Looking at the above-ground structure of an open-grown tree, we can also observe associations with a great number of species. For instance, the large limbs and vast canopy area of an open-grown tree will provide habitat for many insect species, and entire trophic systems surrounding their presence (from parasitic wasps to mites, and from birds to fungi and bacteria). Similarly, the very large and broad main stem will have a vast quantity of substrate (wood, cavities, hollows, and so on) available for saproxylic species and nesting birds, which will typically revel in the warmer conditions. The herbaceous plant species surrounding the tree will also provide support for insects, including saproxylic beetles.
Because trees growing within a woodland or forest have to compete for all types of resource (light, water, nutrients, rooting space, branching space), their form will be vastly divorced from the open-grown tree. Investing most of its resources into growing towards the light, stems will be thin, lack taper, and rooting systems will be largely insufficient to support the tree structurally (which is evident when woodland edge trees fall following localised tree felling). However, root grafts (between a single species) and mycorrhizal relationships between individuals (across different species) may ensure that edge trees, which have larger canopies, support trees (via grafted roots and mycorrhizae) in more sheltered but still very local settings. By that same token, older trees may support younger individuals (particularly of the same species).

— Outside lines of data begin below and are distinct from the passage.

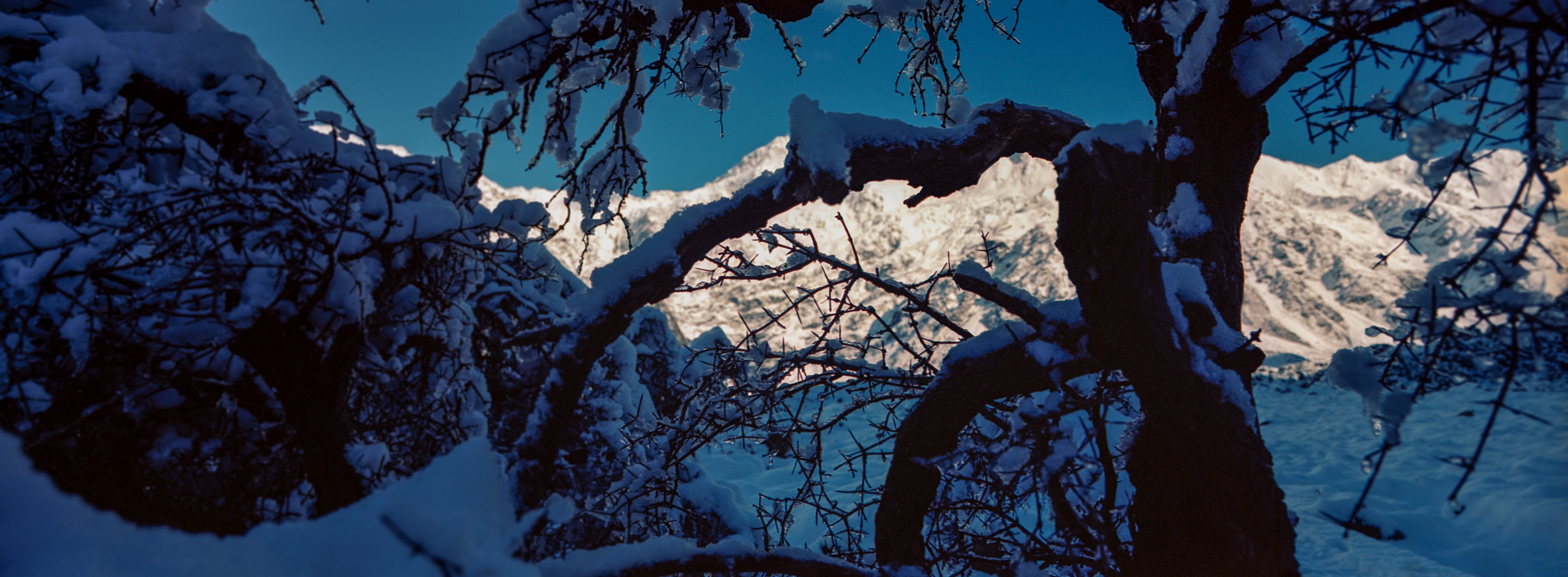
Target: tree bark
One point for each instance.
(313, 388)
(1206, 501)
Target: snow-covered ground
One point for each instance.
(1512, 526)
(1310, 239)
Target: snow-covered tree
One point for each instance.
(245, 313)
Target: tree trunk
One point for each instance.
(313, 388)
(1206, 501)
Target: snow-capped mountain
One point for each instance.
(1312, 241)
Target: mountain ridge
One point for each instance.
(1310, 244)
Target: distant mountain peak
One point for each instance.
(1310, 241)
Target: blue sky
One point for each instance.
(394, 57)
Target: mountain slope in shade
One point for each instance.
(1310, 244)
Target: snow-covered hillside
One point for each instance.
(1312, 237)
(1310, 242)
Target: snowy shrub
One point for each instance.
(222, 310)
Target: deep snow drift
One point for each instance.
(1310, 241)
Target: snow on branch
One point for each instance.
(1001, 363)
(669, 556)
(830, 156)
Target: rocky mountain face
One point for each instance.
(1312, 241)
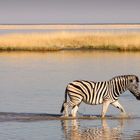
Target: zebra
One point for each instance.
(94, 93)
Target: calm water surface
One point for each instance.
(35, 83)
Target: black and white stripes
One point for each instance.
(94, 93)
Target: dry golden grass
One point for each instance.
(70, 40)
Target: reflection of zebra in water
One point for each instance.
(73, 130)
(94, 93)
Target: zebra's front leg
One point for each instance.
(105, 107)
(119, 106)
(74, 111)
(66, 114)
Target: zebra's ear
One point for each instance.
(131, 81)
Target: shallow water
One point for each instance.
(35, 83)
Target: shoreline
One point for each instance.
(58, 41)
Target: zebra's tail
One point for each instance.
(62, 108)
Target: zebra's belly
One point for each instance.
(93, 102)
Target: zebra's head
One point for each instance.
(133, 86)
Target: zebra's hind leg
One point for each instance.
(105, 108)
(74, 111)
(66, 105)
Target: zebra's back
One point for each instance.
(88, 91)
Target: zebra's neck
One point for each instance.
(118, 85)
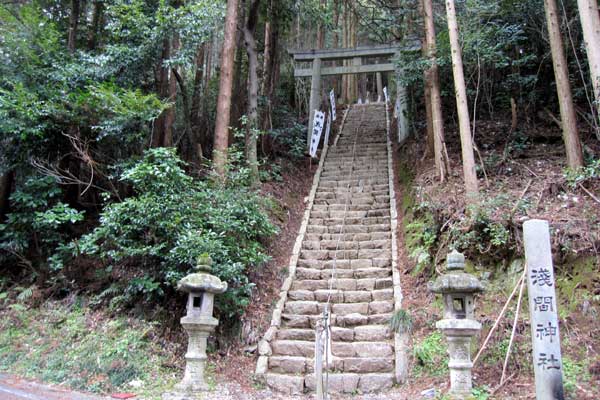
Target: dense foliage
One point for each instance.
(173, 219)
(101, 100)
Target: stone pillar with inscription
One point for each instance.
(547, 362)
(459, 325)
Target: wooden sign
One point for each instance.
(318, 122)
(332, 100)
(327, 130)
(541, 286)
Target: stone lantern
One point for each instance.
(459, 325)
(198, 322)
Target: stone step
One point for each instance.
(381, 212)
(354, 237)
(304, 307)
(363, 221)
(338, 383)
(382, 262)
(346, 245)
(351, 181)
(352, 383)
(310, 321)
(313, 228)
(341, 296)
(354, 198)
(314, 273)
(305, 365)
(344, 254)
(356, 349)
(342, 284)
(348, 207)
(365, 333)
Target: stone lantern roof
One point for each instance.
(203, 280)
(456, 280)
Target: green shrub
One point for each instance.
(431, 356)
(37, 229)
(173, 219)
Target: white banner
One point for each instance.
(328, 129)
(332, 99)
(317, 130)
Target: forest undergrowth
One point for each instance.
(523, 177)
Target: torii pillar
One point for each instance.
(315, 96)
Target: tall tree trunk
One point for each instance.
(320, 30)
(225, 84)
(437, 121)
(73, 25)
(208, 74)
(266, 73)
(336, 42)
(240, 77)
(468, 159)
(197, 137)
(167, 89)
(590, 23)
(97, 16)
(6, 183)
(429, 146)
(252, 125)
(563, 87)
(345, 25)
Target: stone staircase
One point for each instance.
(346, 257)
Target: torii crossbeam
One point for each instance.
(356, 54)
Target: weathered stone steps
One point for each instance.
(342, 296)
(350, 320)
(338, 382)
(303, 365)
(344, 265)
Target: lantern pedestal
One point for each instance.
(198, 323)
(198, 332)
(459, 333)
(459, 325)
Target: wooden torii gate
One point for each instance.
(356, 54)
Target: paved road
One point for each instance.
(13, 388)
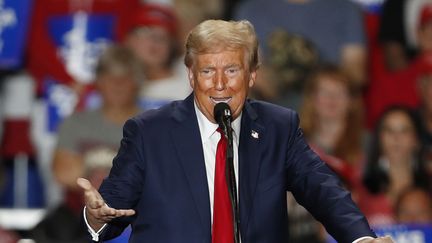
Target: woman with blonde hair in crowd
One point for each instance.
(393, 166)
(332, 121)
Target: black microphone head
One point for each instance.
(221, 111)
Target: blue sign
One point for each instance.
(402, 233)
(61, 102)
(14, 20)
(80, 39)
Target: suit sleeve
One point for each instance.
(122, 188)
(319, 190)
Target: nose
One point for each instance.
(220, 81)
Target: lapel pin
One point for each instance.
(254, 134)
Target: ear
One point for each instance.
(191, 77)
(252, 78)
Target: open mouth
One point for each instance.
(217, 100)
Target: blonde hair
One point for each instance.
(349, 145)
(215, 35)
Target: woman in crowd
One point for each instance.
(393, 166)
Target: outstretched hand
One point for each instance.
(98, 212)
(386, 239)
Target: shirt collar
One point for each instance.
(207, 128)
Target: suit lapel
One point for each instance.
(187, 141)
(249, 161)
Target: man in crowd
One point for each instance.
(167, 183)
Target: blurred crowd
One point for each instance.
(358, 72)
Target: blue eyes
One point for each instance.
(229, 71)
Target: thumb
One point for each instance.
(84, 184)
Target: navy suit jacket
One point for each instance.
(160, 172)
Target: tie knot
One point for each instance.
(219, 130)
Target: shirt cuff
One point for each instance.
(94, 234)
(362, 238)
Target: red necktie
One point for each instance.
(223, 231)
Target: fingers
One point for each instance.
(105, 213)
(97, 208)
(84, 184)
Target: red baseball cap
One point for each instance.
(425, 63)
(148, 15)
(426, 14)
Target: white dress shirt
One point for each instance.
(209, 138)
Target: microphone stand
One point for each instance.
(231, 180)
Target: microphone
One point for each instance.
(222, 115)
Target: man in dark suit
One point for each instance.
(163, 177)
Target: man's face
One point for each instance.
(152, 45)
(221, 77)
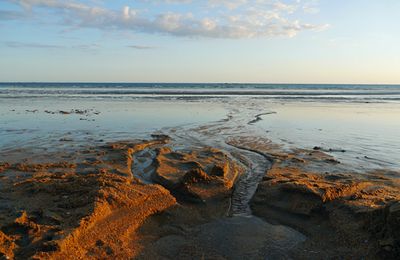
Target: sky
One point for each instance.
(238, 41)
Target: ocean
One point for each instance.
(357, 124)
(299, 92)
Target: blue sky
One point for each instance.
(266, 41)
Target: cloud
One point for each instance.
(24, 45)
(141, 47)
(254, 18)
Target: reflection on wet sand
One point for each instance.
(206, 190)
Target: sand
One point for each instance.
(154, 199)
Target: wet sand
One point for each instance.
(216, 190)
(195, 203)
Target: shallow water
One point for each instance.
(368, 132)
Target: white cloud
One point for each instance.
(227, 19)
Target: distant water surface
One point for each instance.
(302, 92)
(363, 120)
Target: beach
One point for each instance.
(196, 172)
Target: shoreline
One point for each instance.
(212, 186)
(293, 207)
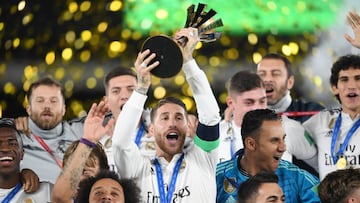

In time, deadwood within woodland stands may build up to significant quantities. As a stand ages, there is a progressive ‘self-thinning’ of the stand, eventually leading to only some (usually mature and quite large) trees remaining. This accumulation of deadwood ensures that the decomposition subsystem can mineralise nutrients, allowing these remaining trees to utilise these resources once again. The same can also be said for leaf litter, which is of far greater quantity within a closed stand (and retained, courtesy of a more sheltered micro-climate). For these reasons, and compiled both with the fact trees will ‘trade’ resources in a sort of peer-to-peer economy and their sheltered setting, rooting systems may be less expansive (compared to open-grown trees). Buttressing may also be lacking, unlike in open-grown individuals.
The decomposition associated with woodland stands will also be far quicker, given the cooler and moister conditions. As fungi tend to operate most effectively in such settings, the mineralisation of locked-away nutrients will be a much swifter process, when compared to the decomposition of deadwood on and around an open-grown tree. For instance, a large stem of a fallen tree within a woodland may decay in a few deacdes, whilst a fallen and significantly-sized limb of an open grown tree may take up to a century to fully decay.
Clearly it’s not possible to compare and contrast trees in different setting in any short space of time, though I felt that this brief entry by Ted Green in the below book was a rewarding read, if not to simply cement existing knowledge.
Source: Green, T. (2007) Stating the obvious: the biodiversity of an open-grown tree – from acorn to ancient. In Rotherham, I. (ed.) The History, Ecology, and Archaeology of Medieval Parks and Parklands. UK: Wildtrack Publishing.